High school Kylie, no longer homeschooled, but somewhat socially retarded and unable to communicate with her peers. Desperate for friends, and like most 10th or 11th graders, longing to be popular and part of the in-crowd. She would make a friend or 2 and then she would meet someone just a little bit cooler and would ditch the first for what she thought was the better, always trying to climb the social ladder. She ends at “the top”, but stands on the outside, always hovering, never breaching the outer walls. She ends up alone, being mocked and teased by the popular crowd, and never really welcome in the crowds that she had left behind. She is lonely and alone, and multiple times she walks home to eat lunch with her grandfather, lying to her peers and saying that she had doctor appointments so as to not look like she has no friends. A victim of a world that she has created for herself. Sad, alone, broken, and friendless, no one to trust, all the women around her shunning her and closing doors in her face.
I should have come prepared; I never would have had to be vulnerable with these women that are my team.

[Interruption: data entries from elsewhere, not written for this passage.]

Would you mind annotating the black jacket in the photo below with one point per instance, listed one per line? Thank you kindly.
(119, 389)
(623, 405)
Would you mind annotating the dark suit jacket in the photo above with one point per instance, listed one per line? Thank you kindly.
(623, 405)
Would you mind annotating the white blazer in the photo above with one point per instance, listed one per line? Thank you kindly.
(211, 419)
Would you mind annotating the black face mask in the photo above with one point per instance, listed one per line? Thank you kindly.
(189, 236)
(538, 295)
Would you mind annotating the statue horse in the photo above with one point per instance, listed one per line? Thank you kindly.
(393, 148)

Never would have had to admit the woman that I used to be. Never would have had to feel the hurt that I had buried so long ago. But, then I never would have had the opportunity to be real, to have the opportunity to share with some women that maybe one of the things that I have always wanted has not been available to me because of deeply buried wounds that I have been holding onto. Over the years I have built some very tall walls, walls to keep the hurt from happening again, to keep women from rejecting me. And yeah, those walls keep the hurt from coming in, but they also keep the good stuff out as well. My beautiful and insightful friend Meredith and I were sitting under the stars the other night talking, and she said something that is really relevant to this blog and how I am feeling right now, she said, and I am paraphrasing, “ I know you think you need to, but you don’t always have to be strong.” There is strength in weakness, in getting vulnerable and letting down the walls that we have built to protect us. I have always wanted a sister, and a best friend, a tightly knit group of women that I could tell everything to. That I could bare my soul to, that I could get deep with and actually have heart conversations with. Relationships that go beyond the everyday surface stuff that so many people choose to waste so much time talking about instead of actually getting to know the heart of a person. But, I have also been really scared of getting hurt.

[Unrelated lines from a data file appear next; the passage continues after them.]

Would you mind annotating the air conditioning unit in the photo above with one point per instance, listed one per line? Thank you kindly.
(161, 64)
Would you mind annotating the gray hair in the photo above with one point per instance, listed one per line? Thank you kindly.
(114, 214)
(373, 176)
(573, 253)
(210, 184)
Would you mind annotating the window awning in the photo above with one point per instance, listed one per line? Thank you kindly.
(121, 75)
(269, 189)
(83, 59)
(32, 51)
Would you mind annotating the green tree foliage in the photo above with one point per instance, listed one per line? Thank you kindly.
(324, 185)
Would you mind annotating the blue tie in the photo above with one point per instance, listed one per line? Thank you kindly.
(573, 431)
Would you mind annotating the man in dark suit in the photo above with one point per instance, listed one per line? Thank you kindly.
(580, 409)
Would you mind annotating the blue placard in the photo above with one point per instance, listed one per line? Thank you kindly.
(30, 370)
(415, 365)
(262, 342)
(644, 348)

Psalm 55 is a plea to the Lord by King David to save him from treachery, not brought on by his enemy, but rather his closest friends. He writes in verses 12-14, “For it is not an enemy who reproaches me; Then I could bear it, Nor is it one who hates me who has exalted himself against me; Them I could hide from him. But it was you, a man my equal, my companion and my acquaintance. We took sweet counsel together, and walked to the house of God in the throng.” He does not at any point, however; say anything about building walls around your heart in order to protect yourself, instead, in verse 22 he says, “Cast your burden on the Lord, and He shall sustain you; He shall never permit the righteous to be moved.” I need to not be so worried about what others are going to say or do, I just need to pursue and allow myself to be pursued and leave everything else to the Lord.
Slowly but surely the Lord is breaking down the walls that I have perfected and fortified over the years. It’s a little scary to think that the race will be over in 3 short months and that I will lose the day-to-day community that my squad has become. I just hope and pray that when I get home these kinds of relationships can be built with other women.